24.   The promulgation of law for the protection of a position held purely on religious grounds cannot therefore be justified.  It is irrational, as preferring the subjective over the objective.  But it is also divisive, capricious and arbitrary.  We do not live in a society where all the people share uniform religious beliefs.  The precepts of any one religion – any belief system – cannot, by force of their religious origins, sound any louder in the general law than the precepts of any other.  If they did, those out in the cold would be less than citizens; and our constitution would be on the way to a theocracy, which is of necessity autocratic.  The law of a theocracy is dictated without option to the people, not made by their judges and governments.  The individual conscience is free to accept such dictated law; but the State, if its people are to be free, has the burdensome duty of thinking for itself.

25.   So it is that the law must firmly safeguard the right to hold and express religious belief; equally firmly, it must eschew any protection of such a belief’s content in the name only of its religious credentials.  Both principles are necessary conditions of a free and rational regime.

26.   As I have shown Lord Carey’s statement also contains a plea for a special court.  I am sorry that he finds it possible to suggest a procedure that would, in my judgment, be deeply inimical to the public interest.”

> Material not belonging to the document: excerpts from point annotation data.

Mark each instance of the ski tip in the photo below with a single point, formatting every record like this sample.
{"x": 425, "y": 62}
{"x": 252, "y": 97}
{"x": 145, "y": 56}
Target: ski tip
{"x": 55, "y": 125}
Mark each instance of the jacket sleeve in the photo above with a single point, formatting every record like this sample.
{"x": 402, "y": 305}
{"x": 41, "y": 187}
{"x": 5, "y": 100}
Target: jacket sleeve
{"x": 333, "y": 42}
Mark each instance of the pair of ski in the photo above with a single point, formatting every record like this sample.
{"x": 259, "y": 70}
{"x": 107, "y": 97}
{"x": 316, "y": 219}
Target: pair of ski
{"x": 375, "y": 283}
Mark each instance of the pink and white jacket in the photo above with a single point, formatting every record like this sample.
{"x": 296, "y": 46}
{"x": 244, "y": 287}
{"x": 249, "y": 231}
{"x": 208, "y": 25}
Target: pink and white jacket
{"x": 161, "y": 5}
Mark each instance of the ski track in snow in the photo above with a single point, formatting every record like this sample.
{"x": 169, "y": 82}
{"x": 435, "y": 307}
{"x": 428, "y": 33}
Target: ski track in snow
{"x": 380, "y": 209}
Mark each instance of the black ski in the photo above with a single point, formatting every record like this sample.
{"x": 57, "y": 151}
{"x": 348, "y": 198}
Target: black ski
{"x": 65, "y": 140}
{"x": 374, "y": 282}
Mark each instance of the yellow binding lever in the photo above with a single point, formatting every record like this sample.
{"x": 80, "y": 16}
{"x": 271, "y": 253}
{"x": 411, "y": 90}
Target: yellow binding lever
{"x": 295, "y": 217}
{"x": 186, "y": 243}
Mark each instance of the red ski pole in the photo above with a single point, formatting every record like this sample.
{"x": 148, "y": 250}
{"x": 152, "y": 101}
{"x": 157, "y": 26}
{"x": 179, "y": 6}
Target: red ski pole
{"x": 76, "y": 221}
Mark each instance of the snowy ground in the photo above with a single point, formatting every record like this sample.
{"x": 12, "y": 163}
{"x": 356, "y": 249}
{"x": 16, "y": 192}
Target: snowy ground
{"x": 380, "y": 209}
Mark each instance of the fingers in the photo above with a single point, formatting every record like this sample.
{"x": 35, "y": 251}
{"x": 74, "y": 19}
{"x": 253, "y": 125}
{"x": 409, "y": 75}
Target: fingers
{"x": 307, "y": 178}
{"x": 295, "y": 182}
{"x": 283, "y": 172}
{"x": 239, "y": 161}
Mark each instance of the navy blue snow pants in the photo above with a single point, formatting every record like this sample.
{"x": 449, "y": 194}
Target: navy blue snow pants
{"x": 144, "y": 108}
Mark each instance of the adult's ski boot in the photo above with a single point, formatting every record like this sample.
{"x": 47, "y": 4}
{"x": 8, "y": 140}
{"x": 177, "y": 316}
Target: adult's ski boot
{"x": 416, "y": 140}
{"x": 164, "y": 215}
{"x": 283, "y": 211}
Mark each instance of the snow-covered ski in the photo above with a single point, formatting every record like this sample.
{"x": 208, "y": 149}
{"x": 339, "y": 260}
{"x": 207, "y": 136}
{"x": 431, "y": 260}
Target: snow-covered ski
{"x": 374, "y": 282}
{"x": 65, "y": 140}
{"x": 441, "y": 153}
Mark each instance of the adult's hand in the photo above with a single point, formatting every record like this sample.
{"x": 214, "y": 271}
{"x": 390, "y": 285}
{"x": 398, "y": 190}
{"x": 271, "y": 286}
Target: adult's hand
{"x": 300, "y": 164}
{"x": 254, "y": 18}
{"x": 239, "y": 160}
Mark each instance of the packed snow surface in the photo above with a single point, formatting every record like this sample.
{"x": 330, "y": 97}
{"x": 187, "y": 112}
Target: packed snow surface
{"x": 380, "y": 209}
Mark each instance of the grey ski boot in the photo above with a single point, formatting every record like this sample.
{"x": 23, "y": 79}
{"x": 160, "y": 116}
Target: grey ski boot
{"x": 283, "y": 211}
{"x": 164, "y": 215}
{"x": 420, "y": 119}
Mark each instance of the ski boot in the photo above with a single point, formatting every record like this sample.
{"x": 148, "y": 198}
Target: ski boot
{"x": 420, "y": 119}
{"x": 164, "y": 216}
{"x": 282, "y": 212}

The paradox is that the obvious tension between the views expressed by Lord Carey and their unequivocal rejection by Lord Justice Laws arises precisely because of the expansion of anti-discrimination law explicitly to outlaw discrimination on grounds of religion or belief.    What the religiously motivated find difficult to understand or accept is that the freedom from discrimination on grounds of religion or belief which has been afforded them by the law does not extend to giving the religious a general right to discriminate (on otherwise unlawful grounds such as sex, age, race, disability, or sexual orientation) on the basis of religion or belief.    There will undoubtedly be more litigation – if not further legislation – on this whole vexed issue.   The UK tradition of being blind to our Justices’ religion will come to be further strained as a result.